Last year, the store sold two winning Lotto tickets in a month.

Having owned the store since moving to Rotorua 20 years ago, Singh said she knew they would be lucky after selling a First Division ticket within their first three months.

Since then, the store has won Retailer of the Year in 2015 and had seven trophies for a strike and First Division wins.

Cherrywood Lotto And Bookshop owner Bublee Kaur had received pre-empted gift offerings from winning hopefuls who promised to pay off her mortgage should they win the full amount.

Another offered to pay for her family to travel somewhere or take them on a day out.

There was also a woman who said she would give her $10.

The store had been a buzz, Kaur said, and the average person who walked in was spending at least $40 on two to three tickets.

"One person bought 15 tickets for $24 each ... people are buying more and more," she said.

The general attitude towards the draw was a hope the money was split and fell into "good hands".

 Cherrywood Lotto and Book Shop owner Bublee Kaur with a customer. Photo / File
Cherrywood Lotto and Book Shop owner Bublee Kaur with a customer. Photo / File

And of course, she bought her ticket.
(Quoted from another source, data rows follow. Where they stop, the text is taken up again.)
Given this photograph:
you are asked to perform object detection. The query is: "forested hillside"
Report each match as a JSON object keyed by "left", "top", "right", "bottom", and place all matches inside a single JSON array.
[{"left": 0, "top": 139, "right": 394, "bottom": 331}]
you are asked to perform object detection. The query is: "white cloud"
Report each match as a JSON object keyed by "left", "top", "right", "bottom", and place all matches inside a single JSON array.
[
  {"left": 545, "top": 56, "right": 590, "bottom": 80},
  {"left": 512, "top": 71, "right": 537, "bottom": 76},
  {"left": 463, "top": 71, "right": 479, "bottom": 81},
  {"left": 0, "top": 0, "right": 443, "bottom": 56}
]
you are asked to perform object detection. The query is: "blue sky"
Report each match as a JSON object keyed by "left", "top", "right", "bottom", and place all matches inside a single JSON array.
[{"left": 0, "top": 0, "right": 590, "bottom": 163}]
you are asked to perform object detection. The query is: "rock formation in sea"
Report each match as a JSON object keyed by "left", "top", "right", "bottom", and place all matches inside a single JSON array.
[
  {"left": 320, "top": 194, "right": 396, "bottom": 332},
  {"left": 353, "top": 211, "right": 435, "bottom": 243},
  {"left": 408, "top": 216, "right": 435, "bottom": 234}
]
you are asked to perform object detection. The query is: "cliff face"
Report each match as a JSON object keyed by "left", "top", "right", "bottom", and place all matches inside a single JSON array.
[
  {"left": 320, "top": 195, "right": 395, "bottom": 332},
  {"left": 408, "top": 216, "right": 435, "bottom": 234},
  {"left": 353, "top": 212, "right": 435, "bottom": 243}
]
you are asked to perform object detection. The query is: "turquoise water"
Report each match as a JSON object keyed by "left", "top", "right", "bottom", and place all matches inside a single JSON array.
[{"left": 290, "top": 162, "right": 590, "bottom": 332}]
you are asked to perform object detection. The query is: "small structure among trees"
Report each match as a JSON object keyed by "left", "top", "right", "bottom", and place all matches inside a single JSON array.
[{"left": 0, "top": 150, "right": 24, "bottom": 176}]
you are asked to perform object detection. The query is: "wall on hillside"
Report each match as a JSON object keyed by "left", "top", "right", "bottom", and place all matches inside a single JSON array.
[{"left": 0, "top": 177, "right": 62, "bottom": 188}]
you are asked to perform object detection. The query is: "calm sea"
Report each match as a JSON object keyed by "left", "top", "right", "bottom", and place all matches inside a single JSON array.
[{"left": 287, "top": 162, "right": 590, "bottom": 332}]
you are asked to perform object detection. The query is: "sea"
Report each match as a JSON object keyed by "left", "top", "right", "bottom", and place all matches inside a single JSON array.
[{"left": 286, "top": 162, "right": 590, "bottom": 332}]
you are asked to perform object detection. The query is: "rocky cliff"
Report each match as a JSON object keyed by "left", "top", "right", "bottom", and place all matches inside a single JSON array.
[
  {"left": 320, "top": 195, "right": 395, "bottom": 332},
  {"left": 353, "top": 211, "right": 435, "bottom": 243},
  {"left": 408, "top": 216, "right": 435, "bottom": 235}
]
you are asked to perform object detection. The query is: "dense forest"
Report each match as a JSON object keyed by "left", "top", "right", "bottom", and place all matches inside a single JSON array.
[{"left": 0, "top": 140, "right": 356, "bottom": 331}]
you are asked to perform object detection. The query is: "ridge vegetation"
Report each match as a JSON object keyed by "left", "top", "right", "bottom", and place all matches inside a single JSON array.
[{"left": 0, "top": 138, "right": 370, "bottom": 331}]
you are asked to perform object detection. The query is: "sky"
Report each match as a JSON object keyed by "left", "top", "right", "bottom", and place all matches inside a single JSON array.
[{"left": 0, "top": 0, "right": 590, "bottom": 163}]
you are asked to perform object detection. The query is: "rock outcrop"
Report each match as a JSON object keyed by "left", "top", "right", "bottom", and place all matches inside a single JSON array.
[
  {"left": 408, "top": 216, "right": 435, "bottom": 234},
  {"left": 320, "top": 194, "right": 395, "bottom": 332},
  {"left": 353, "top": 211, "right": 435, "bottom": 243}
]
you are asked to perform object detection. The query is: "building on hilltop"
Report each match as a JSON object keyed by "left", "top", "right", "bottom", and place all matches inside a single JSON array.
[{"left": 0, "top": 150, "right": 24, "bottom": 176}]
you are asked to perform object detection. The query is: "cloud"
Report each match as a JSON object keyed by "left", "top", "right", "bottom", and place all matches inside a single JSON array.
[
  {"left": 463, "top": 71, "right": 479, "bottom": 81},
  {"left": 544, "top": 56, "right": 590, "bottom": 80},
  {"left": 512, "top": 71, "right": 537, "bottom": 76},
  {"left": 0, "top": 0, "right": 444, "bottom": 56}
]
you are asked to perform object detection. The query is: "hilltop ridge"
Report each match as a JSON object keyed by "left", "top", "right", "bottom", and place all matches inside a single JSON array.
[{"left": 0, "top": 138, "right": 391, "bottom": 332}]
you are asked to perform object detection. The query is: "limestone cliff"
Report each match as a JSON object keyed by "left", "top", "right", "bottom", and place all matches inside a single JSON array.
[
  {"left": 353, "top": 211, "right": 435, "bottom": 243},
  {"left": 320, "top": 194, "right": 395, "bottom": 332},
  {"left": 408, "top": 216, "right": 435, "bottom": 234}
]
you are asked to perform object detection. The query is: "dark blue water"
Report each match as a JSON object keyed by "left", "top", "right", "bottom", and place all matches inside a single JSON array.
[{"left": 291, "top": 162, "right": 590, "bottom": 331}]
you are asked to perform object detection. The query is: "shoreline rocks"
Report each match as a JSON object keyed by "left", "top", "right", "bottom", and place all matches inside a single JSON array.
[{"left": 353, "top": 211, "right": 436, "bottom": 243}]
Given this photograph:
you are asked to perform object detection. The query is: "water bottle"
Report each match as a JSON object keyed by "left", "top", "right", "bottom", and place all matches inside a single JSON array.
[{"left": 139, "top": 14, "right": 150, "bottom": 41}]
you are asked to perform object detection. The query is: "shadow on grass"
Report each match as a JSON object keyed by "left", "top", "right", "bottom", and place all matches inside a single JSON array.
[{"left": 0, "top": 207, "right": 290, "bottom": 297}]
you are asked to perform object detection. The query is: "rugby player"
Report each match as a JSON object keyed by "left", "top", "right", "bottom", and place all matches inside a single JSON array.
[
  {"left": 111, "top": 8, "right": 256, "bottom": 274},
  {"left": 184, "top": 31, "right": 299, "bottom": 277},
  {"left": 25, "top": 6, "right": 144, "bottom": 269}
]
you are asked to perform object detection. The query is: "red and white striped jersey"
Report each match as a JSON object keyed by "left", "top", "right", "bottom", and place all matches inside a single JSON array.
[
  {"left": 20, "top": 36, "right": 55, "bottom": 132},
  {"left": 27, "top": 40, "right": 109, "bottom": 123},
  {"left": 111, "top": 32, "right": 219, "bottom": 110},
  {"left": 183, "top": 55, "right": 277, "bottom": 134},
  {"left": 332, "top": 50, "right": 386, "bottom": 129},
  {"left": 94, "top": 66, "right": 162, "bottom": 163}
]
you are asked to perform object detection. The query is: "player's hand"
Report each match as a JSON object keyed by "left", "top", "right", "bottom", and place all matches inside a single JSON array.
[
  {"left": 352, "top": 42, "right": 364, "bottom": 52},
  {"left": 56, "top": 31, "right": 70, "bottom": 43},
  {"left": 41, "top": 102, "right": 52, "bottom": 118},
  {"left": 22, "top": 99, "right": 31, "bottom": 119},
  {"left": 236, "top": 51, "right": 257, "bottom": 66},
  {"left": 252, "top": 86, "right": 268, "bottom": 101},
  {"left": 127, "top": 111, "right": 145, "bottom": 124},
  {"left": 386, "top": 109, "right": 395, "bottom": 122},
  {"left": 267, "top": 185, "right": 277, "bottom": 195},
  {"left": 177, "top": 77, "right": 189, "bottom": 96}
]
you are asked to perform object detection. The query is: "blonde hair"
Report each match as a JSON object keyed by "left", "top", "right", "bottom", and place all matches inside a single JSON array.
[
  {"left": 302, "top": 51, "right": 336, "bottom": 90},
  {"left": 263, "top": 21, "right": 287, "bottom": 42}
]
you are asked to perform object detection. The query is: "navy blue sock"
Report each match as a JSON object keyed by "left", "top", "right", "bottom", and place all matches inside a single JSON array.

Helping create a sense of security for her children's futures was first on the list.

Then, buying a house by the beach in Tauranga.

"We have to dream big," she said.

The wishes were more about giving from customers at Paper Plus Rotorua Central donations to charity the number one thing people said they would do with the money.

Next were things like paying off mortgages and giving money to their children said store owner Heather Jenkins.

The store, which has sold 14 First-Divisions in the past, was "buzzing," Jenkins said, and the majority of the customers had told her they were playing for the first time.

The $20 Hot Picker has been the most popular ticket at AJ's Lotto and Tobacconist in Tauranga and the store was on track to hit eight-times their usual Lotto sales, according to owner Jensen Zeng.

More time needed to be spent explaining how the gamble worked, he said, as many of the customers had never played before.